OBJECTIVE: To elaborate on the clinical findings, biochemical data, molecular genetic analysis, and short-term prognosis of 13 GSD1a patients in Malaysia.
METHODS: The information about 13 clinically classified GSD1a patients was retrospectively studied. The G6PC mutation analysis was performed by PCR-DNA sequencing.

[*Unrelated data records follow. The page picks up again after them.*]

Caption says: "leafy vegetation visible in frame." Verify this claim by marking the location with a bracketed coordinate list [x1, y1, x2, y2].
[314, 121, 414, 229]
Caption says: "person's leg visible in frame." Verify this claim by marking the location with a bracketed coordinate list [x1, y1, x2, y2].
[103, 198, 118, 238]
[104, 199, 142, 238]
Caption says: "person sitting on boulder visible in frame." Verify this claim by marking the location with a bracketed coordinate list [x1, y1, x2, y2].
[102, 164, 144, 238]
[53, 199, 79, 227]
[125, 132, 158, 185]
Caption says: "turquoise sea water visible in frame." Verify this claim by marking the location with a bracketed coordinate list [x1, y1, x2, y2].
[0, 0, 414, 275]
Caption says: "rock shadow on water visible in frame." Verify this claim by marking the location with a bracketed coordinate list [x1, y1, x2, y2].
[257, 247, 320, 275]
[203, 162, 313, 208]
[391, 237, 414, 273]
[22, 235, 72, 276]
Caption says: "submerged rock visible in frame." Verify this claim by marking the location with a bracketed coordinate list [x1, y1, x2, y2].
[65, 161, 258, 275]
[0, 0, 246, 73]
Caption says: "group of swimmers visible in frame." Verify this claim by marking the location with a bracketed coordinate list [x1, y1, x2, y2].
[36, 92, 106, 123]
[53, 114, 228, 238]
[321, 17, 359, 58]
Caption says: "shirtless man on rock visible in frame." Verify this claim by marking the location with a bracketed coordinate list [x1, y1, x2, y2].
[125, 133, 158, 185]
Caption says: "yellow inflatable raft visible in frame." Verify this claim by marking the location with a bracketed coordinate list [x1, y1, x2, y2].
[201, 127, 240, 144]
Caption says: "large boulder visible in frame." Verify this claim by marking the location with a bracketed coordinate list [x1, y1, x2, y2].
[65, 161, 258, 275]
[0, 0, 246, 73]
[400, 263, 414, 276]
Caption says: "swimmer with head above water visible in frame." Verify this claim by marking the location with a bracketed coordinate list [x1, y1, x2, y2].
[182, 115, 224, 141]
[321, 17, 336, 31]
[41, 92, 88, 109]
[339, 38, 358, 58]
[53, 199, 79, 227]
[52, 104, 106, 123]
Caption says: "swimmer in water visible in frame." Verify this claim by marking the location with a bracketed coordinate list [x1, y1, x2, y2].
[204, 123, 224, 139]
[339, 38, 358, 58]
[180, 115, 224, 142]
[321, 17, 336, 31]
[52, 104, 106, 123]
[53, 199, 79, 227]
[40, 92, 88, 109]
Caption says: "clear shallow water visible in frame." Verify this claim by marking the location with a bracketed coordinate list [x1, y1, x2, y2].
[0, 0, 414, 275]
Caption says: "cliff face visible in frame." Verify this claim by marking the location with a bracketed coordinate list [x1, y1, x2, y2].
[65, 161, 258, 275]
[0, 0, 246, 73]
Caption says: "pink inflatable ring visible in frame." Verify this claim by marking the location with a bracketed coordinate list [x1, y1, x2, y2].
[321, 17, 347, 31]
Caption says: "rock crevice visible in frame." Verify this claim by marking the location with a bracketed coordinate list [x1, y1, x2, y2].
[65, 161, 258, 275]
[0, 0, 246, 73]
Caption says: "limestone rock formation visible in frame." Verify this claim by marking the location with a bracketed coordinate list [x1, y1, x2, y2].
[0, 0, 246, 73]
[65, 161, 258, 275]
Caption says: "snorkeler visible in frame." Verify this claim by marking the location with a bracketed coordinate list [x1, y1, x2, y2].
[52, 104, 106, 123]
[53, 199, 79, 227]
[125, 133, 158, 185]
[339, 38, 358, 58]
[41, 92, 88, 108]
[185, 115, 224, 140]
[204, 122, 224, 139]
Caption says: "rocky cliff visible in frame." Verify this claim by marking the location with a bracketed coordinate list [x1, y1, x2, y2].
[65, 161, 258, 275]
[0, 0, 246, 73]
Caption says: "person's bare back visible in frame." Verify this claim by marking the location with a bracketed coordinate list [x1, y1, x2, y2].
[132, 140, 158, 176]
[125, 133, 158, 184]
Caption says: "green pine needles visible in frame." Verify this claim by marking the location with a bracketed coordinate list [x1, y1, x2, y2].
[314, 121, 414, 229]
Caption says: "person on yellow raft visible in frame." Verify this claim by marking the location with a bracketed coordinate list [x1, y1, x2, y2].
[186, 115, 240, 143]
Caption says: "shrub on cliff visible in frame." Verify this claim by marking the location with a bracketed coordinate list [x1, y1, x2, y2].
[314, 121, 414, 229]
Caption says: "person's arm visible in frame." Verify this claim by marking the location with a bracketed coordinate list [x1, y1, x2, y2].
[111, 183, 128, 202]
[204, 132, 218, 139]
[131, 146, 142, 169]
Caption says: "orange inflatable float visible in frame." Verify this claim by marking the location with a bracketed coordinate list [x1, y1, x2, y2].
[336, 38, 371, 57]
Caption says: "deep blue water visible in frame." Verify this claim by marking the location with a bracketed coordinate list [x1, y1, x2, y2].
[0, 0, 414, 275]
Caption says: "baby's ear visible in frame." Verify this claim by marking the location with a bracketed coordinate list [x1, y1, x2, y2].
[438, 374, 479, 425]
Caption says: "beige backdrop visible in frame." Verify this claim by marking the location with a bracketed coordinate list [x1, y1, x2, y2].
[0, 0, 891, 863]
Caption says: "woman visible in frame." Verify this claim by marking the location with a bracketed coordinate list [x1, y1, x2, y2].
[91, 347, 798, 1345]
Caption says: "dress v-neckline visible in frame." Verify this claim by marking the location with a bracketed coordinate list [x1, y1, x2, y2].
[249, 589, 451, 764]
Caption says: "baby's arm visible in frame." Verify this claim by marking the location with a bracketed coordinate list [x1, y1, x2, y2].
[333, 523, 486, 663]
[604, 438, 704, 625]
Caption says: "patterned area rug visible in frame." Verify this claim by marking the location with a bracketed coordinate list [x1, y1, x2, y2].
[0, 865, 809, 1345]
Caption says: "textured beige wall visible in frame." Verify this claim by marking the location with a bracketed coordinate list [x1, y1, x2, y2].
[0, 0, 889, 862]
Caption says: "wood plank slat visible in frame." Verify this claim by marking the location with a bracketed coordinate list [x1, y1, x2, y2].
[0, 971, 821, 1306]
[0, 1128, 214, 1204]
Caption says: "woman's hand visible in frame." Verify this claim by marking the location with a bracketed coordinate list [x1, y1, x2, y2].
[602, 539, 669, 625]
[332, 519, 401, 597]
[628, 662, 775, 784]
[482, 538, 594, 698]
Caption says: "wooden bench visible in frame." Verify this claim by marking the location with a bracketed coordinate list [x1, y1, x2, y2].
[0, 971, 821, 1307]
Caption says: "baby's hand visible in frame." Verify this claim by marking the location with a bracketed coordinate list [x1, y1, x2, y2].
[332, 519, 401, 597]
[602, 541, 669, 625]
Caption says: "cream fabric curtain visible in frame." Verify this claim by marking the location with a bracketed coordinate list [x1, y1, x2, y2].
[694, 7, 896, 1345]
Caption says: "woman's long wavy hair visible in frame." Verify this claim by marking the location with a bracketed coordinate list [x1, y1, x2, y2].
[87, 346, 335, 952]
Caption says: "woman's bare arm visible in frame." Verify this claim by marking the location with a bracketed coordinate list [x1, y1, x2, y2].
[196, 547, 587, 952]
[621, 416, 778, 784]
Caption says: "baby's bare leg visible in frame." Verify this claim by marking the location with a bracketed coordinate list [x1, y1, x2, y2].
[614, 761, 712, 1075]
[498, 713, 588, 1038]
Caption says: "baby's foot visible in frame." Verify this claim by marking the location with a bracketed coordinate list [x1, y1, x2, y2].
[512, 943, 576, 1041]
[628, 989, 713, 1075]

RESULTS: Patients were presented with hepatomegaly (92%), hypoglycaemia (38%), poor weight gain (23%), and short stature (15%). Mutation analysis revealed nine heterozygous mutations; eight previously reported mutations (c.155 A > T, c.209 G > A, c.226 A > T, c.248 G > A, c.648 G > T, c.706 T > A, c.1022 T > A, c.262delG) and a novel mutation (c.325 T > C). The most common mutation found in Malaysian patients was c.648 G > T in ten patients (77%) of mostly Malay ethnicity, followed by c.248 G > A in 4 patients of Chinese ethnicity (30%). A novel missense mutation (c.325 T > C) was predicted to be disease-causing by various in silico software.
CONCLUSIONS: The establishment of G6PC molecular genetic testing will enable the detection of presymptomatic patients, assisting in genetic counselling while avoiding the invasive methods of liver biopsy.